Posts this month
A blog on financial markets and their regulation
Usually a manufacturing company goes to a bank to finance its capital expenditure. But last month witnessed a deal where the US manufacturing giant GE stepped forward to finance the capital expenditure of one of the largest banks in the world – JPMorgan Chase – when the latter decided to buy 1.4 million LED bulbs to replace the lighting across 5,000 branches in the world’s largest single-order LED installation to date.
As a finance person, the first explanation that I looked at was the credit rating. GE lost its much vaunted AAA rating during the Global Financial crisis, but based on S&P long term unsecured ratings, GE’s AA+ rating is full five notches above JPMorgan Chase’ A- rating. Based on Moodys ratings, the gap is only two notches. Averaging the two and taking into account S&P’s negative outlook on GE, we could say that GE enjoys a rating that is a full letter grade (three notches) above JPMorgan. So perhaps, it makes sense for the manufacturer to finance the bank.
Another possible explanation is that trade credit has a set of advantages that are not fully understood. Some of the alleged advantages of trade credit (like the idea that a business relationship leads to superior information on credit worthiness) strain credulity when the recipient of the credit is one of the largest banks in the world with hundreds of publicly traded bonds outstanding. Similarly, the idea that vendor financing is a superior form of performance guarantee is hard to believe when the vendor is a manufacturing giant with such a high reputation and credit rating.

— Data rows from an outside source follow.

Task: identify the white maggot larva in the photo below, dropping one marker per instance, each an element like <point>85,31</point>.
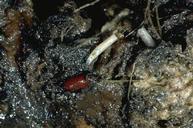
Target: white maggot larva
<point>146,37</point>
<point>101,48</point>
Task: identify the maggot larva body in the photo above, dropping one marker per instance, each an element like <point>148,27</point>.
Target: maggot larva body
<point>146,37</point>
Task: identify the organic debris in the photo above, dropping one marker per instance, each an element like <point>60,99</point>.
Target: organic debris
<point>96,63</point>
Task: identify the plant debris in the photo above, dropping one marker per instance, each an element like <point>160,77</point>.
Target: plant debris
<point>96,63</point>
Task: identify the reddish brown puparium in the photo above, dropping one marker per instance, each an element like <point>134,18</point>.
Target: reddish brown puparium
<point>76,83</point>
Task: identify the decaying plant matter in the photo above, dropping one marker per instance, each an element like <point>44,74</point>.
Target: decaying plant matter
<point>96,63</point>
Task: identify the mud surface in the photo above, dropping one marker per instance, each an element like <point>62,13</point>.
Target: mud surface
<point>143,79</point>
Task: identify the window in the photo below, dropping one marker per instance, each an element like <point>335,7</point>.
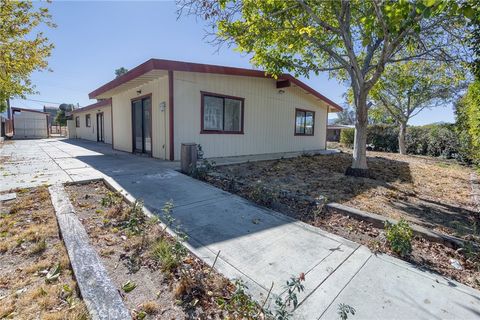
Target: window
<point>222,114</point>
<point>304,122</point>
<point>88,121</point>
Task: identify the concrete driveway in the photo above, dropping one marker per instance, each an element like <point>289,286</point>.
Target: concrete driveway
<point>257,245</point>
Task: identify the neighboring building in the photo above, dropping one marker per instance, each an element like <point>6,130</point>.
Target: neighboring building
<point>229,111</point>
<point>52,111</point>
<point>92,122</point>
<point>29,123</point>
<point>334,131</point>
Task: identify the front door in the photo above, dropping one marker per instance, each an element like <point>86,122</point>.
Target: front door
<point>100,128</point>
<point>142,125</point>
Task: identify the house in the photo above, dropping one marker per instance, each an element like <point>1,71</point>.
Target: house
<point>92,122</point>
<point>52,111</point>
<point>160,104</point>
<point>29,123</point>
<point>334,131</point>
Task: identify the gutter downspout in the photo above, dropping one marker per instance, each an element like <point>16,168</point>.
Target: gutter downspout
<point>170,115</point>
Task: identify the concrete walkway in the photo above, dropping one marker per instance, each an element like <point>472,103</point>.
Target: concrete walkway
<point>256,244</point>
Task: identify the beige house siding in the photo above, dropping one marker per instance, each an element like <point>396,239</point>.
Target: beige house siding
<point>90,133</point>
<point>269,117</point>
<point>122,116</point>
<point>29,125</point>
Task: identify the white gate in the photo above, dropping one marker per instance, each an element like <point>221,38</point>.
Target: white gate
<point>28,125</point>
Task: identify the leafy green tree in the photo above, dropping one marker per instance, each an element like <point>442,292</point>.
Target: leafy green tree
<point>407,88</point>
<point>468,121</point>
<point>120,71</point>
<point>346,116</point>
<point>23,49</point>
<point>353,40</point>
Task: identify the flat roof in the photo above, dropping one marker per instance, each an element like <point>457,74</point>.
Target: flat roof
<point>28,110</point>
<point>98,104</point>
<point>160,64</point>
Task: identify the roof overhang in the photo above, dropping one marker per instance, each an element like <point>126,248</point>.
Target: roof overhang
<point>155,68</point>
<point>17,109</point>
<point>96,105</point>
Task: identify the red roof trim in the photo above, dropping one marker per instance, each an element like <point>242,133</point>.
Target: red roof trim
<point>28,110</point>
<point>101,103</point>
<point>160,64</point>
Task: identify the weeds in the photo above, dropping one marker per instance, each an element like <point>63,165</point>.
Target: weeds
<point>399,237</point>
<point>168,254</point>
<point>286,305</point>
<point>136,218</point>
<point>262,195</point>
<point>344,310</point>
<point>240,304</point>
<point>39,246</point>
<point>110,199</point>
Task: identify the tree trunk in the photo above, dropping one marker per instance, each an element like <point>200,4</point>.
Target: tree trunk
<point>359,166</point>
<point>401,138</point>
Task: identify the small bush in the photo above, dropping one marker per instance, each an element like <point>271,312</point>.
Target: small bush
<point>169,254</point>
<point>347,136</point>
<point>399,237</point>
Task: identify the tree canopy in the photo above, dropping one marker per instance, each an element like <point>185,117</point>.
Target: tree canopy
<point>352,40</point>
<point>409,87</point>
<point>23,49</point>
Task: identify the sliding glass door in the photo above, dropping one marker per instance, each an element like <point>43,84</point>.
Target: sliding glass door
<point>142,125</point>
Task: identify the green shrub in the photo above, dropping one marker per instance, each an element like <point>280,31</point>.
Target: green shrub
<point>383,137</point>
<point>168,253</point>
<point>399,237</point>
<point>436,140</point>
<point>347,136</point>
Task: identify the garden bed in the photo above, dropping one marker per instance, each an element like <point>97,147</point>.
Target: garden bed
<point>157,276</point>
<point>36,281</point>
<point>433,193</point>
<point>429,192</point>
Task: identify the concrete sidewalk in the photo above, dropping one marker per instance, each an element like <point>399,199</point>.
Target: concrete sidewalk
<point>256,244</point>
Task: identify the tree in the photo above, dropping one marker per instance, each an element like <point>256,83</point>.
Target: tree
<point>120,71</point>
<point>353,40</point>
<point>407,88</point>
<point>346,117</point>
<point>468,121</point>
<point>23,49</point>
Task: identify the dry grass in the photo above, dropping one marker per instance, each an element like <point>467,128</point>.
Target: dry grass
<point>431,192</point>
<point>30,247</point>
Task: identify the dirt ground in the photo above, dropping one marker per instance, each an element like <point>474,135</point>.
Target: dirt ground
<point>430,192</point>
<point>190,290</point>
<point>425,254</point>
<point>30,247</point>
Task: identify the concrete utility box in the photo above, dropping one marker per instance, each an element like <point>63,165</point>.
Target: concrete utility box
<point>188,157</point>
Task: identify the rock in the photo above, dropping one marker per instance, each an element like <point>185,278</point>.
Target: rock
<point>456,264</point>
<point>8,197</point>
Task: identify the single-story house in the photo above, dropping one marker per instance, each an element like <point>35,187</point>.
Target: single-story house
<point>334,131</point>
<point>160,104</point>
<point>93,122</point>
<point>29,123</point>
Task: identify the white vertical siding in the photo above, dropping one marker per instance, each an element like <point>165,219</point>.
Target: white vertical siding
<point>269,117</point>
<point>122,117</point>
<point>90,133</point>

In a Slate story, Daniel Gross explained the logic in terms of the inefficiency and inertia of corporate bureaucracies:
The second barrier – “the capital barrier,” as Irick call it – is more difficult to surmount. The economics of buying and installing them can be a challenge to corporate bureaucrats. Companies often produce multiyear budgets well in advance. Going LED means spending a lot of money in a single year to buy and install them, make sure they work, and dispose of the old ones. And it is difficult even for a company like Chase to make a decision quickly to write a check to buy 1.4 million new light bulbs and pay for their installation. GE, of course, has a long track record of helping to finance customers’ purchases of its capital goods, structuring payments over a period of years rather than upfront.
That perhaps makes more sense than any of the finance theory arguments.